Charlotte Burrows, chair of the Equal Employment Opportunity Commission, told The Associated Press that the agency is trying to educate employers and technology providers about their use of these surveillance tools as well as AI tools that streamline the work of evaluating job prospects.

And if they aren’t careful with say, draconian schedule-monitoring algorithms that penalize breaks for pregnant women or Muslims taking time to pray, or allowing faulty software to screen out graduates of women’s or historically Black colleges – they can’t blame AI when the EEOC comes calling.

“I’m not shy about using our enforcement authority when it’s necessary,” Burrows said. “We want to work with employers, but there’s certainly no exemption to the civil rights laws because you engage in discrimination some high-tech way.”

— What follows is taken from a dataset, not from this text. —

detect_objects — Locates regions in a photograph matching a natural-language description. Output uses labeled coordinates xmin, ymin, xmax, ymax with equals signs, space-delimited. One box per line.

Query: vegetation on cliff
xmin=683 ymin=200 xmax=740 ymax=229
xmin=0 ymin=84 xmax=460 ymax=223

The federal agency put out its latest set of guidance Thursday on the use of automated systems in employment decisions such as who to hire or promote. It explains how to interpret a key provision of the Civil Rights Act of 1964 known as Title VII that bars job discrimination based on race, color, national origin, religion or sex, which includes bias against gay, lesbian and transgender workers.

Burrows said one important example involves widely-used resumé screeners and whether or not they can produce a biased result if they are based on biased data.

“What will happen is that there’s an algorithm that is looking for patterns that reflect patterns that it’s already familiar with,” she said. “It will be trained on data that comes from its existing employees. And if you have a non-diverse set of employees currently, you’re likely to end up with kicking out people inadvertently who don’t look like your current employees.”

Amazon, for instance, abandoned its own resume-scanning tool to recruit top talent after finding it favored men for technical roles — in part because it was comparing job candidates against the company’s own male-dominated tech workforce.

Other agencies, including the Department of Justice, have been sending similar warnings for the past year, with previous sets of guidance about how some AI tools could discriminate against people with disabilities and violate the Americans with Disabilities Act.

In some cases, the EEOC has taken action. In March, the operator of tech job-search website Dice.com settled with the agency to end an investigation over allegations it was allowing job posters to exclude workers of U.S. national origin in favor of immigrants seeking work visas. To settle the case, the parent company, DHI Group, agreed to rewrite its programming to “scrape” for discriminatory language such as “H-1Bs Only,” a reference to a type of work visa.